Keywee Uses Big Data To Reach The Best Audience
Keywee’s services fall somewhere between cutting-edge internet advertising technology and content discovery platforms such as Taboola and Outbrain. Those tools allow brands to pay to have links to their content displayed on high-traffic sites under headings such as “Recommended For You” and “From Around the Web.” While tools such as Taboola do indeed have targeting capabilities that promise to get your content in front of audiences who are most likely to click-through to your site, Keywee takes the idea a step father by widening the scope of potential publishers.
For starters, Keywee will scan your content using natural language processing to gain an understanding of what your content is about. At the same time, it analyzes data from user profiles to determine readers who are most likely to engage with your content. Then, it automatically creates paid posts for a variety of platforms such as Facebook, Yahoo and Reddit to present your content to people they’ve determined are most likely to click it. Keywee also creates many different versions of each post to optimize targeting and hone in on the best ways to reach your desired audience.

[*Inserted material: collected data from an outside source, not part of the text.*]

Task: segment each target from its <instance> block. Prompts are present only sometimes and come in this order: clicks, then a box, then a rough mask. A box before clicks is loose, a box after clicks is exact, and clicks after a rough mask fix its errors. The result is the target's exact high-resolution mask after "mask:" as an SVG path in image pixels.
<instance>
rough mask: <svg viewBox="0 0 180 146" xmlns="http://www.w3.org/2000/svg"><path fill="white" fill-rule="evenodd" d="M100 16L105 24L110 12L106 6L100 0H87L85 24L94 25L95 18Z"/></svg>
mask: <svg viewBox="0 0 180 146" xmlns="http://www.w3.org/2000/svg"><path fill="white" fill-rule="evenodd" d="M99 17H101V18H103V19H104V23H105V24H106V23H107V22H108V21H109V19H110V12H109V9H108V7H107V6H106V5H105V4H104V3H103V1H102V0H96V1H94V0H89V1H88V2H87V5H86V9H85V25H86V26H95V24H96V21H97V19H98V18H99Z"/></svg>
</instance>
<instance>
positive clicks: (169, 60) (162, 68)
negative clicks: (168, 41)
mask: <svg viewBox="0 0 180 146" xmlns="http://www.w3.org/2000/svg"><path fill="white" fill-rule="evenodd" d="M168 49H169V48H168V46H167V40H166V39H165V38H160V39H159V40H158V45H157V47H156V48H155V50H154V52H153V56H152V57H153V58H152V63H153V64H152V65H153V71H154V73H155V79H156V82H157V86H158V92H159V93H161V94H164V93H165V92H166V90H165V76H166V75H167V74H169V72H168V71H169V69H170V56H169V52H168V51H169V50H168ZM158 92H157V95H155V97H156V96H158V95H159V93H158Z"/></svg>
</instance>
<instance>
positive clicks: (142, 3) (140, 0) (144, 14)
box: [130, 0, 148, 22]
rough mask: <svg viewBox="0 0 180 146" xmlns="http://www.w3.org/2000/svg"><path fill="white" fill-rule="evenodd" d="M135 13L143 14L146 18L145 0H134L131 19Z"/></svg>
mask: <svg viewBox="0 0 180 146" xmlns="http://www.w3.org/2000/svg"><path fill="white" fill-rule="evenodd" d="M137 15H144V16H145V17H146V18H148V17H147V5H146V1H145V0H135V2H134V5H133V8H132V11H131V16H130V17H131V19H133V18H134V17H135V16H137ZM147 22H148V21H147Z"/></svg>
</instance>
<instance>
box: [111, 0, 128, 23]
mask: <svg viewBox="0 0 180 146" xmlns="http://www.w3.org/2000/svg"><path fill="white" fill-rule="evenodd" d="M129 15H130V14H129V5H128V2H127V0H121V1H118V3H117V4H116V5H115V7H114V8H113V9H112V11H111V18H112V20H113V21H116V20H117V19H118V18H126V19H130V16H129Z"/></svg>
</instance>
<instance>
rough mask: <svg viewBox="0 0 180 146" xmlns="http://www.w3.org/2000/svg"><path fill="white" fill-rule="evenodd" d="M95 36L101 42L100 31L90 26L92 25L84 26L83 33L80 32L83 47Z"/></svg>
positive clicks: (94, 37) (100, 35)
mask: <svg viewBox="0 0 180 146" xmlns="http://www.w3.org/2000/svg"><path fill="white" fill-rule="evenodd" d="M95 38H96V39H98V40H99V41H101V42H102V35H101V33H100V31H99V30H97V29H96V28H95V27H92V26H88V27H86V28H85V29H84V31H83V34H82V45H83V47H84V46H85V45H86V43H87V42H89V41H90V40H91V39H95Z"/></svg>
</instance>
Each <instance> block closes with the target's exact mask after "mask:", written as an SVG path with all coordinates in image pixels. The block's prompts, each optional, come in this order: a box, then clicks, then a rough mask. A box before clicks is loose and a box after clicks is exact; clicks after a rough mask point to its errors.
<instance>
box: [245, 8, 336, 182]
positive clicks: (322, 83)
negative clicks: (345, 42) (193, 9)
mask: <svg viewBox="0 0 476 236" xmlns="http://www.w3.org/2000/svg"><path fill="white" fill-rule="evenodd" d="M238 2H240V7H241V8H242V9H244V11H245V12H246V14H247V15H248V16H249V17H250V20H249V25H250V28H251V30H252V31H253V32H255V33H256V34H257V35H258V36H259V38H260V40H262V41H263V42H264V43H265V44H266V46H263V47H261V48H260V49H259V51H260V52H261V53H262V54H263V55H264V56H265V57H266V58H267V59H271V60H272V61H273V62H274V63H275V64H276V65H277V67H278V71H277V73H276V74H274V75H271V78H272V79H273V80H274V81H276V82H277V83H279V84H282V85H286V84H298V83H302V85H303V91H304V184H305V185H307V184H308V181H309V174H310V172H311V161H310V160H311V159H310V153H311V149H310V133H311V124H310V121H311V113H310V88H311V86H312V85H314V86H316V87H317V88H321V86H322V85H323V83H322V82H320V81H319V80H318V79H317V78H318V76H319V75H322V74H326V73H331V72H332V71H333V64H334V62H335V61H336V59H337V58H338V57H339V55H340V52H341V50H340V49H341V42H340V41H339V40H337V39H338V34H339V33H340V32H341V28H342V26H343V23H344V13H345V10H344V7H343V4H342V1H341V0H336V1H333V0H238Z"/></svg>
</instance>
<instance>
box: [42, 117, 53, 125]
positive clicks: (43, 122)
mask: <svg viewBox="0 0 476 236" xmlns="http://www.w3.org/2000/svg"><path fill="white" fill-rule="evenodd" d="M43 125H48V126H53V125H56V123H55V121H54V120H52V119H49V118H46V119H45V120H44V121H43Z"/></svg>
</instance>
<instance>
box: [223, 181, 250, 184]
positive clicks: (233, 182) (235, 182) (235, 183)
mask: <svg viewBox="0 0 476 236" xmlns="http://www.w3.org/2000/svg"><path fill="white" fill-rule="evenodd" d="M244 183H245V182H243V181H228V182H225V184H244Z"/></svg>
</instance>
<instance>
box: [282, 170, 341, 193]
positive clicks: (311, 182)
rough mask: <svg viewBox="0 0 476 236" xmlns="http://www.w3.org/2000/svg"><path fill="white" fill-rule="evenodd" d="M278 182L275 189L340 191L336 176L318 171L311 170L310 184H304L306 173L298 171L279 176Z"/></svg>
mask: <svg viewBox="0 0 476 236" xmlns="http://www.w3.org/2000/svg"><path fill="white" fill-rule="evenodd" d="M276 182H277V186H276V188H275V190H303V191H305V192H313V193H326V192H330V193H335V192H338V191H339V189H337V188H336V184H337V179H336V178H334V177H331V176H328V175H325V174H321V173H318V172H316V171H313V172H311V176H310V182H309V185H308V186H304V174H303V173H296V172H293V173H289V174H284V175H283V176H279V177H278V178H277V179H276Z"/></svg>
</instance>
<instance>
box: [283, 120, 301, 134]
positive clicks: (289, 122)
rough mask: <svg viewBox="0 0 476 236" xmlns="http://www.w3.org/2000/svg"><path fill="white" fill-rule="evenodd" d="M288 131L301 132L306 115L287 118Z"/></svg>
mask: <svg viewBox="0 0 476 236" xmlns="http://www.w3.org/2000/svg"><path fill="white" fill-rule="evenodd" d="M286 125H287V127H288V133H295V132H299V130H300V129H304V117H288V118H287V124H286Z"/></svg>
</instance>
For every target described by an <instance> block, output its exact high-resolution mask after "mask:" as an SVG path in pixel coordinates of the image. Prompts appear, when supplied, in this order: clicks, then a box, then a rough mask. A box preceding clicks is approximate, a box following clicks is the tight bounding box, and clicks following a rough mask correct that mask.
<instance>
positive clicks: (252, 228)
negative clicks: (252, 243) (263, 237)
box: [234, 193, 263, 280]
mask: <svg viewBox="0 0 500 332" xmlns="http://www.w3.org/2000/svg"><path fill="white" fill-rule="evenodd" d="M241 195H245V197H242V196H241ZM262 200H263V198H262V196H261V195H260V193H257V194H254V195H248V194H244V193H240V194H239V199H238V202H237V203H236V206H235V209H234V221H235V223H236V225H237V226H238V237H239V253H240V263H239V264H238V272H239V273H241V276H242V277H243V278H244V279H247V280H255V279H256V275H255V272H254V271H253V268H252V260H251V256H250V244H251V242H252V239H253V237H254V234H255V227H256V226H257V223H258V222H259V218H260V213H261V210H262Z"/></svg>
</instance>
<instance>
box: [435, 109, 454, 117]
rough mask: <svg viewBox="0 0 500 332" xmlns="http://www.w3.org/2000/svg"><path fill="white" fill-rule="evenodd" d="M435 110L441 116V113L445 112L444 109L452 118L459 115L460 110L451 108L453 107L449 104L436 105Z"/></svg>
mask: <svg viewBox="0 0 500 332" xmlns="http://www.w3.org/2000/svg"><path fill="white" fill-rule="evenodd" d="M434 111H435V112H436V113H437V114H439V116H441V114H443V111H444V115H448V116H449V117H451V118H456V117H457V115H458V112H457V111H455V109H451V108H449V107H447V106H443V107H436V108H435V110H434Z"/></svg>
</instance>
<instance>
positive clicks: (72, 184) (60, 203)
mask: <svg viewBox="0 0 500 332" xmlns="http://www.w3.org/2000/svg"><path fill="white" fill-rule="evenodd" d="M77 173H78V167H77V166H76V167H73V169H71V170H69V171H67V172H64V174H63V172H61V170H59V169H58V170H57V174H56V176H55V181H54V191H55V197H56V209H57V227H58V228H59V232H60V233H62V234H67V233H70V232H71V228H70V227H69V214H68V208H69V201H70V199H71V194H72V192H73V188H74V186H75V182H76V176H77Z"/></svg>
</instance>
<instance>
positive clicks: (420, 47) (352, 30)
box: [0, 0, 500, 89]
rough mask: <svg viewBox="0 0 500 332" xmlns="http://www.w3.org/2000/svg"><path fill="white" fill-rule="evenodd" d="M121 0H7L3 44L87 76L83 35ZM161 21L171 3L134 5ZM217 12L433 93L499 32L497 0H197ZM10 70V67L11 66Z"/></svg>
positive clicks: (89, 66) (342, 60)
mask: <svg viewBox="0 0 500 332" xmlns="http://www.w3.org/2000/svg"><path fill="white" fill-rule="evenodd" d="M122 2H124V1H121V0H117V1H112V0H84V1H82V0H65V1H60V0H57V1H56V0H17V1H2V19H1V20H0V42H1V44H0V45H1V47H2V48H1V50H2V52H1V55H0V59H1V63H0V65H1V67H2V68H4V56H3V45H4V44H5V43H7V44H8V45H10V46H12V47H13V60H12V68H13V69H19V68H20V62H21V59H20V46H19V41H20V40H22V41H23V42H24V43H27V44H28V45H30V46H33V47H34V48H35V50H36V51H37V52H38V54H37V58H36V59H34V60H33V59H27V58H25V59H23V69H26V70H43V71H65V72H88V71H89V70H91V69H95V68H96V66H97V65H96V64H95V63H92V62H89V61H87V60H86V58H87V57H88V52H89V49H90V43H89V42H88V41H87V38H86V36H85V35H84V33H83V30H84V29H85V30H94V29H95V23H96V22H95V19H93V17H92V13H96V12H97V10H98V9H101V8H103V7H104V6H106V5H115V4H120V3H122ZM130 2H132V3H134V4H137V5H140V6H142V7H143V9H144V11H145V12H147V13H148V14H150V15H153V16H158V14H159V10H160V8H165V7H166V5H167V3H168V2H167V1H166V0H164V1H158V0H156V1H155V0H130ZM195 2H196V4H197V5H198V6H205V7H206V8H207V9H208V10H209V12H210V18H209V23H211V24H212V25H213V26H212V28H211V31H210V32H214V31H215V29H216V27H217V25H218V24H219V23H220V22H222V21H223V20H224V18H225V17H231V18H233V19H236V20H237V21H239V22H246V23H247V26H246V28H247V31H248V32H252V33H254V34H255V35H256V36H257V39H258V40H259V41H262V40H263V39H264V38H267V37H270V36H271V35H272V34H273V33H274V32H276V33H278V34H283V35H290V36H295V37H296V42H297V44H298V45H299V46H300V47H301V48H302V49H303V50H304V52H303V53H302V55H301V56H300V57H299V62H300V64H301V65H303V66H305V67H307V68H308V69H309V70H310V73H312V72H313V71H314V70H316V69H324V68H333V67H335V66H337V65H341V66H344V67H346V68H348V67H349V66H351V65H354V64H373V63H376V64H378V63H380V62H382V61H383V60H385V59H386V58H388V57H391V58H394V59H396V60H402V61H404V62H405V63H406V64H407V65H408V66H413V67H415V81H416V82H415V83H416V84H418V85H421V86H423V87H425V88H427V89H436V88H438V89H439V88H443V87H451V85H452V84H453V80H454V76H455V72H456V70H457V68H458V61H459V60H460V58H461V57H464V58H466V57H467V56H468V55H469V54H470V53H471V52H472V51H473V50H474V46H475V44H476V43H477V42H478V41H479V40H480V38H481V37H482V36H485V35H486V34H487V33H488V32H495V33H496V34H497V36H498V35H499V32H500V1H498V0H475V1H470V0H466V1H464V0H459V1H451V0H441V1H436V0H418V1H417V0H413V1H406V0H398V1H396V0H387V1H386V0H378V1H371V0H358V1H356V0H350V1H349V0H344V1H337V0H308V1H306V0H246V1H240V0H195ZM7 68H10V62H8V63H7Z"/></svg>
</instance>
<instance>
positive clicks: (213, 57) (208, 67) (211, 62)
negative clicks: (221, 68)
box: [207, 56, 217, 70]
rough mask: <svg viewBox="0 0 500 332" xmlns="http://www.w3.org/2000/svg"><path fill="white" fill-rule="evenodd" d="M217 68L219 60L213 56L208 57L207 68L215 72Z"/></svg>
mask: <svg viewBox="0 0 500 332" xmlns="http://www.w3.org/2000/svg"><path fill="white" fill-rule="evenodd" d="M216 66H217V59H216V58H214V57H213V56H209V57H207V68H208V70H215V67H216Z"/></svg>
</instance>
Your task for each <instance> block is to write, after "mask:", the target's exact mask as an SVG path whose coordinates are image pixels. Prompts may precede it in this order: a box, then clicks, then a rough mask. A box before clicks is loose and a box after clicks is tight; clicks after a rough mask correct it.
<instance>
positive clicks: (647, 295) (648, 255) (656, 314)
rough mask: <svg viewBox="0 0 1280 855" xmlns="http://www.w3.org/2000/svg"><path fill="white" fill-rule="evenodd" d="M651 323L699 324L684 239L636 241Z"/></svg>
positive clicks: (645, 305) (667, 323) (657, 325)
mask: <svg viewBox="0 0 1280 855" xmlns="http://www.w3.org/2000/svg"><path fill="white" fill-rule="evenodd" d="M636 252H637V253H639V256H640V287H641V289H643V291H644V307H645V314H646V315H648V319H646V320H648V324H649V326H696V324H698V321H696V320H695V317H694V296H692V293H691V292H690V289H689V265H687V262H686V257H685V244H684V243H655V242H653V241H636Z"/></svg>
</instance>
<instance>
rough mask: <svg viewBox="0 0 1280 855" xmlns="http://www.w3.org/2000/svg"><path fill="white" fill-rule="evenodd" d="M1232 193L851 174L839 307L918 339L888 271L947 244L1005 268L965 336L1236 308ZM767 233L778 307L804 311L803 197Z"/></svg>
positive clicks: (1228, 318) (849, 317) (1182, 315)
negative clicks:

Why Is This Important Now?
With all the new content marketing technology being produced, why is Keywee getting so much attention? Well, this week it was reported that Keywee raised $9.1 million in it’s first round of funding with notable backers such as Google chairman Eric Schmidt. It already calls the New York Times both an investor and a client, promising to get more clicks for the Times through Facebook.
The bottom line, of course, is whether or not Keywee will be useful to marketers and, ultimately, to users who click on the recommended content. It seems as though Keywee could be an improvement upon services like Taboola and Outbrain due to its use of data to target and its variety of publishing platforms (it plans to add Twitter, LinkedIn and more this year). With the amount of content on the internet reaching insane levels in the next few years, marketers will definitely appreciate technology that helps get content in front of people who may never see it otherwise. At the same time, users are getting more and more wary of sponsored content and native advertising, so it’s anybody’s guess as to how long strategies like this will remain effective (or affordable).
What do you think? Is technology like Keywee the next big thing in content marketing? Or do platforms like this still have too much of a clickbait problem to be useful for readers?